После похорон Николай Трофимович бросился в работу, как в спасительную капсулу, поднимающую его из пучины затягивающего горя: дома почти не бывал, лишь в крайних случаях. Сослуживцы заметили в нём разительные перемены: он постарел, и не только физически. Они пытались, как могли, его поддержать, но им это плохо удавалось: смерть супруги стала для него настоящим ударом, от которого ему было трудно оправиться. Сын Алексей, оказавшись после войны по долгу службы в Англии, женился там и обосновался на жительство. На похоронах его не было: последние годы у него были напряжённые отношения с отцом, которому его решение остаться за рубежом едва не стоило должности, звания, да и, что говорить, самой свободы. Родители не были у единственного сына на свадьбе, ни разу не видели внуков. Николаю Трофимовичу казалось, что именно это окончательно подорвало здоровье и без того больной Маргариты Андреевны и ускорило её уход. Николай Трофимович не мог простить сыну этой обиды и мириться с ним не собирался, хотя там, в далёкой Англии он был дедушкой сразу для двоих детей Алексея, которые, конечно, были ни в чём не виноваты.

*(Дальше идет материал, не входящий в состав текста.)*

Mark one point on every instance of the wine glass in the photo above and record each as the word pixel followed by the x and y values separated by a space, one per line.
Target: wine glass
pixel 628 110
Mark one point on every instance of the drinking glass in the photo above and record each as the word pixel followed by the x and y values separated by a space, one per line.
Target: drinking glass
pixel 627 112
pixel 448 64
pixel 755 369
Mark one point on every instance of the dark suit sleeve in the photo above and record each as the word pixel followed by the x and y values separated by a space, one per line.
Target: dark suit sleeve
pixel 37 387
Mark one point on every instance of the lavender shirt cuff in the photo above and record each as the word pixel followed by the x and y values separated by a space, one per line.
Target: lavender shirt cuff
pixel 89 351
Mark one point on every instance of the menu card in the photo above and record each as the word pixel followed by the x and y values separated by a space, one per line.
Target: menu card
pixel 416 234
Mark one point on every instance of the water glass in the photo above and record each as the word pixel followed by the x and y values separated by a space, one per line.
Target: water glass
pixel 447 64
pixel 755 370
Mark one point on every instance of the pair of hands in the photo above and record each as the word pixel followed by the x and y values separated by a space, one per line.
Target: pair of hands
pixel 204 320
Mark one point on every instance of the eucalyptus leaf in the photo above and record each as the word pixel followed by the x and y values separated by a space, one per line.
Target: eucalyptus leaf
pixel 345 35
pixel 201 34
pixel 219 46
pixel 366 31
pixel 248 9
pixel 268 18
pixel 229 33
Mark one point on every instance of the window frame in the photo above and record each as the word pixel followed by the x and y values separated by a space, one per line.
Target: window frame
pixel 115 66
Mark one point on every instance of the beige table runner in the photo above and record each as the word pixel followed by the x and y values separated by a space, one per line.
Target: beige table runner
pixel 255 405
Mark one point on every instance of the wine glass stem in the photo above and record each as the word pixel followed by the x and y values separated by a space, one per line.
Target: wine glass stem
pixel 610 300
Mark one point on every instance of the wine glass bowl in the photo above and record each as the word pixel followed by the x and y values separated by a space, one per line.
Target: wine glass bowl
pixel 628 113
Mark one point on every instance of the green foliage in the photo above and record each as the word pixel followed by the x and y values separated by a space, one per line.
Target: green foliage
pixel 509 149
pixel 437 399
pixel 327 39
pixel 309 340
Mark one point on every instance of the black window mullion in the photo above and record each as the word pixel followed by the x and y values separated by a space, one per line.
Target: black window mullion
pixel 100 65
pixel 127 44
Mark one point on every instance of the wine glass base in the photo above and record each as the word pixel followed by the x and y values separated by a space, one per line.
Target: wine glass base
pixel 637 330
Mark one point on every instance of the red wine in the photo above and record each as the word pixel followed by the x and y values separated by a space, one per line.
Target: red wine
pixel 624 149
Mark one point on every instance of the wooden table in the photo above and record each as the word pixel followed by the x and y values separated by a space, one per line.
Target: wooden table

В это холодное осеннее утро он, как всегда, по расписанию, был на своём рабочем месте в главном отделе Министерства в Москве. Николай Трофимович приходил на работу всегда раньше, чем это было необходимо, – обычно за полчаса до её начала, поскольку любил спокойно приготовиться к ней, без спешки выпить чашечку кофе и послушать столичное радио. Он как раз протирал статуэтку медного льва, стоящего у него на столе, как раздался стук в дверь.
– Лейтенант Сотников прибыл по Вашему распоряжению! Можно войти? – чётко и отрывисто отчеканил вошедший, стоя в дверях и, как положено по уставу, вскинув руку к виску.
– Войдите, Сотников, – ответил Арбузов, осторожно ставя на своё место статуэтку: её ему лично подарил Иосиф Виссарионович Сталин во время праздника в честь великой Победы над фашизмом в мае 1945 года.
Лейтенант вошёл, плотно закрыв за собой тяжёлую дверь кабинета.
– Присаживайтесь, товарищ Сотников! – пригласил Николай Трофимович стоявшего навытяжку лейтенанта. То, что я Вам сейчас скажу, имеет гриф совершенно секретного задания, о котором не должны знать посторонние люди.
– Слушаю Вас внимательно, товарищ Арбузов, – присев, произнёс лейтенант.
– Можно просто Николай Трофимович: не первый год знаем друг друга и работаем вместе, – продолжал генерал. – Вчера ночью я попросил тебя обзвонить своих лучших ребят, которым ты доверяешь даже больше, чем самому себе. Это было не просто так, – присев в своё кресло, сказал он.